Product Description
The Technical Song of Bernadette Murphy by Thom Hartle
"The investor is in conflit, right now, because we've had the tremendous advance of consumer stocks
throughout the 1980s. What we have is this battle: Should you be following capital goods? Or should you
stay with growth stocks?" — Brernadette Murphy
Bernadette Murphy, C.M.T., of M. Kimelman & Co., who, like so many others, came to Wall Street out of
curiosity but never intended to stay, is a longtime veteran of the markets. She has seen fads take the
Street by storm and then promptly fade, and she's witnessed market peaks and crashes come and go.
Indeed, you may have benefited from her expertise from her appearances on Wall Street Week, where
she's been a regular panelist for the past 12 years. She also appears weekly on CNBC/FNN and is a
regular guest on Cable News Network. She's also no newcomer to technical analysis; in fact, she was
the fifth president of the Market Technicians Association in the 1970s. S TOCKS & COMMODITIES Editor
Thom Hartle interviewed Bernadette Murphy via telephone on February 21, 1992, inquiring about,
among other topics, what she witnessed at the conclusions of the bull and bear markets of the 1960s and
the 1970s.
So tell us about the early days of your work in the market.

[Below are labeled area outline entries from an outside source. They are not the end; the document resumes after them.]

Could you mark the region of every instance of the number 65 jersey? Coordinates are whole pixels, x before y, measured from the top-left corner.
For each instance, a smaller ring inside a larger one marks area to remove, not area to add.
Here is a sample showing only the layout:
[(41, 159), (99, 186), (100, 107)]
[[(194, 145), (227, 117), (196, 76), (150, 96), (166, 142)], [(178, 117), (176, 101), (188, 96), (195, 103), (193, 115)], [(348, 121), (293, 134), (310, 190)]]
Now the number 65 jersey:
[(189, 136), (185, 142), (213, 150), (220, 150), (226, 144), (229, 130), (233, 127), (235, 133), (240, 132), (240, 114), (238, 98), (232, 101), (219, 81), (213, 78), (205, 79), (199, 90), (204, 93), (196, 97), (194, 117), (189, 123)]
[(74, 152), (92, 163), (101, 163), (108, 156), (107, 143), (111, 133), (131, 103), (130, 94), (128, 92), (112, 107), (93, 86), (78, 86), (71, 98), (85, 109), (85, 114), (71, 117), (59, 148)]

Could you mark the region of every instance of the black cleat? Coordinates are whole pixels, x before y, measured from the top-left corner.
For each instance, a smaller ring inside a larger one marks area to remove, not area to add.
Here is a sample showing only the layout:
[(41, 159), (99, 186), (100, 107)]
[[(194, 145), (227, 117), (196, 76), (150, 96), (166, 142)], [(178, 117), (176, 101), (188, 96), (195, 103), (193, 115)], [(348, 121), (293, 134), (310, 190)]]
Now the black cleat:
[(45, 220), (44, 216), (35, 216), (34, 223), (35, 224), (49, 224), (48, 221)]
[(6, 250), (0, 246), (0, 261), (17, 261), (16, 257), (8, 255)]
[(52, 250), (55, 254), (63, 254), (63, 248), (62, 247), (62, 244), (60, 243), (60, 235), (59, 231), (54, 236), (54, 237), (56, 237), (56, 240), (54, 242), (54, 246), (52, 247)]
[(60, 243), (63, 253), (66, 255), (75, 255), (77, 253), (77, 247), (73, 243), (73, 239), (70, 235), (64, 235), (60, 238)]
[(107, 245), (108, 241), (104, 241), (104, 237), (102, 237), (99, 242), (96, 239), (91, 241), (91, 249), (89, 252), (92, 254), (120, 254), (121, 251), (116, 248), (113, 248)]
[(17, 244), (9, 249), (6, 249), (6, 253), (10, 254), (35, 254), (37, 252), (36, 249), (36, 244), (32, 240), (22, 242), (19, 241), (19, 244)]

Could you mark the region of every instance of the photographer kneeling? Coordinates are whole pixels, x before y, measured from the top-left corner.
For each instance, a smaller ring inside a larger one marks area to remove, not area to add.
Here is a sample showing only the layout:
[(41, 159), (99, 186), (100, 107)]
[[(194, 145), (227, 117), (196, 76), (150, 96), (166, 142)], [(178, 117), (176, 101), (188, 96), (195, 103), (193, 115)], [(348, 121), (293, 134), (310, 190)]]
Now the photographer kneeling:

I started out at a conservative, primarily investment banking firm called Ladenburg Thalmann & Co. I
was in the trading department. I hadn't really intended to make a career on Wall Street when I started out;
I was curious about it, and I thought it would be an interesting learning experience.
But you stayed on, obviously.
Well, as with so many others, once you get into the business you find challenges daily, and you find you
want to meet them. So I was clerking on the convertible bonds desk when the market crashed in May
1962, and chaos prevailed. I happened to notice during the hysteria that one of our clients, an insurance
company in Toronto, had really anticipated a change in the direction of the market and for a number of
months before had had scale orders in, which was the way transactions used to be entered. I was intrigued.